10.3 All guidelines and notices submitted by an insurer pursuant to Sections 5.4, 8.3 or 9.0 of this regulation that are in the possession of or control of the Department shall be confidential by law and privileged, shall not be subject to this State's Freedom of Information Act, 29 Del.C. §§10001, et. seq., shall not be subject to subpoena, and shall not be subject to discovery or admissible in evidence in any private civil action.

 

11.0 Accounting and Reporting

Derivative transactions permitted by this regulation shall be accounted for and reported in accordance with the NAIC manuals, including the National Association of Insurance Commissioners Accounting Practices and Procedures Manual and the Annual Statement Instructions Manuals.

 

12.0 Waiver

The Department may, in its discretion, from time to time waive one or more of the requirements contained in this regulation upon the written request of an insurer and a reasonable showing of the need for such waiver.

 

13.0 Existing Derivative Instruments

13.1 Notwithstanding any other requirement of this regulation, any particular derivative instrument held by an insurer on the effective date of this regulation which was a legal investment at the time it was made, and which the insurer was legally entitled to possess immediately prior to such date, shall be deemed to be an eligible investment for so long as it is held by such insurer.

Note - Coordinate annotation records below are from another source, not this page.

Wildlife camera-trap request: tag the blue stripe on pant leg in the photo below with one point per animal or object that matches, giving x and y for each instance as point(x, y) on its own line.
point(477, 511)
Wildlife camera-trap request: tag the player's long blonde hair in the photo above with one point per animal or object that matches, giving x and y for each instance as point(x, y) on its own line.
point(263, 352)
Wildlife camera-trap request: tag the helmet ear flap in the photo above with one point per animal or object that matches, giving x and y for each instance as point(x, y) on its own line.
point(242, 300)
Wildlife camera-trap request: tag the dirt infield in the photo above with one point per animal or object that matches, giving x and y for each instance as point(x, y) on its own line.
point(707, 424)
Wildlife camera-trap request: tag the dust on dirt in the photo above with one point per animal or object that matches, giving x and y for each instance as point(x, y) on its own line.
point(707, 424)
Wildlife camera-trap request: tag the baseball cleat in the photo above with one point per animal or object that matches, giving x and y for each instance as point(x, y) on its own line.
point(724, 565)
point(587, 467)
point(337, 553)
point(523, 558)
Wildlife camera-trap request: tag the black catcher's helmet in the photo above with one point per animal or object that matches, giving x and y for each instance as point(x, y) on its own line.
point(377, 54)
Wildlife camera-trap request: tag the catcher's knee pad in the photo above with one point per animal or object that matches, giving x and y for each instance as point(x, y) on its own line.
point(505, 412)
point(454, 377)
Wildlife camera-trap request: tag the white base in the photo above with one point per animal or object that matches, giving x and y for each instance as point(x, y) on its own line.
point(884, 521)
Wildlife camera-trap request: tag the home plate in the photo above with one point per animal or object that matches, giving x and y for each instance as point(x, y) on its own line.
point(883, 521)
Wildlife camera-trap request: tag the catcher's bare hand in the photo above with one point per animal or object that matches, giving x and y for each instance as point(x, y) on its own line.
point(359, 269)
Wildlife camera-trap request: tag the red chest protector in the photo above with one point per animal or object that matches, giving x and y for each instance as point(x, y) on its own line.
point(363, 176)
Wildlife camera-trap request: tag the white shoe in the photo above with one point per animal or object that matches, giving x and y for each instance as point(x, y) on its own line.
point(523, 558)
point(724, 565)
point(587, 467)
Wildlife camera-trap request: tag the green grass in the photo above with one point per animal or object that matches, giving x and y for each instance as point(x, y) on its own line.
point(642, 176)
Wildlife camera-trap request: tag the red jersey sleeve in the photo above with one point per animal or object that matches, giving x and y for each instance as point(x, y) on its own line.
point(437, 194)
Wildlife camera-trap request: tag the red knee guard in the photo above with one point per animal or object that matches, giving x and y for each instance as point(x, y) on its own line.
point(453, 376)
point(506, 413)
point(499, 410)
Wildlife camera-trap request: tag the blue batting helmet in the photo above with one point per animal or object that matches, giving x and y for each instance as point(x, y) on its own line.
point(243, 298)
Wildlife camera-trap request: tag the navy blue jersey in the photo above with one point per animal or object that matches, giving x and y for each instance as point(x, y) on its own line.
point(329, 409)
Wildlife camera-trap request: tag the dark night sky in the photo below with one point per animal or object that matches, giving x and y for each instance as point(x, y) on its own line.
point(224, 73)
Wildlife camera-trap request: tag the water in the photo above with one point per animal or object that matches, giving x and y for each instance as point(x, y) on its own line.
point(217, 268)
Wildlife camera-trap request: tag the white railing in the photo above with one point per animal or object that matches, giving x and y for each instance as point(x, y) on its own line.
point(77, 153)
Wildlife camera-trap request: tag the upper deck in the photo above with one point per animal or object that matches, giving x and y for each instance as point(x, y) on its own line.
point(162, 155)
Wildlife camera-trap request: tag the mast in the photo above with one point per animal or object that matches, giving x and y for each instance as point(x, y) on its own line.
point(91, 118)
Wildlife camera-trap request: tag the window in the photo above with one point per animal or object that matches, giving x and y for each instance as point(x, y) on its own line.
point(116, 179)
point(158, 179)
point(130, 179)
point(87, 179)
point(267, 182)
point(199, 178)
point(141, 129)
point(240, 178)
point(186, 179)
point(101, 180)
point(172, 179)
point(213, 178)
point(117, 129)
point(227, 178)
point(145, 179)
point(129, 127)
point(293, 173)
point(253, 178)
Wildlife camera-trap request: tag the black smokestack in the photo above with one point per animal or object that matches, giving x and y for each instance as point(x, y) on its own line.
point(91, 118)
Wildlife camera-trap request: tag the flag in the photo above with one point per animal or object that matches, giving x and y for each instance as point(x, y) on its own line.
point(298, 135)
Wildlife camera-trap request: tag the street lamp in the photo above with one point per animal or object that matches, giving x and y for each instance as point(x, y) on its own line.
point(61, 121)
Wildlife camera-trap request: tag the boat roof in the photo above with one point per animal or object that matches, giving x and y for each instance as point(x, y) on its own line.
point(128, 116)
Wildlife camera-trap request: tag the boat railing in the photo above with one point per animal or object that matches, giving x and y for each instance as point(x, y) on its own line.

13.2 Each insurer shall be permitted to use derivative instruments during the period from the effective date of this regulation until the date it is required to make its first informational filing pursuant to Section 9.2 of this regulation, provided that such insurer reasonably believes that such derivatives use is consistent with this regulation. Thereafter, insurers shall use derivative instruments in accordance with the guidelines filed with the Department pursuant to Section 9.2.

 

14.0 Severability

If any provision of this regulation or the application of any such provision to any person or circumstance shall be held invalid, the remainder of such provisions, and the application of such provision to any person or circumstance other than those as to which it is held invalid, shall not be affected.

 

15.0 Effective Date

This regulation shall become effective on November 12, 2014.

18 DE Reg. 393 (11/01/14)

 

 

Last Updated: December 12 2018 22:41:11.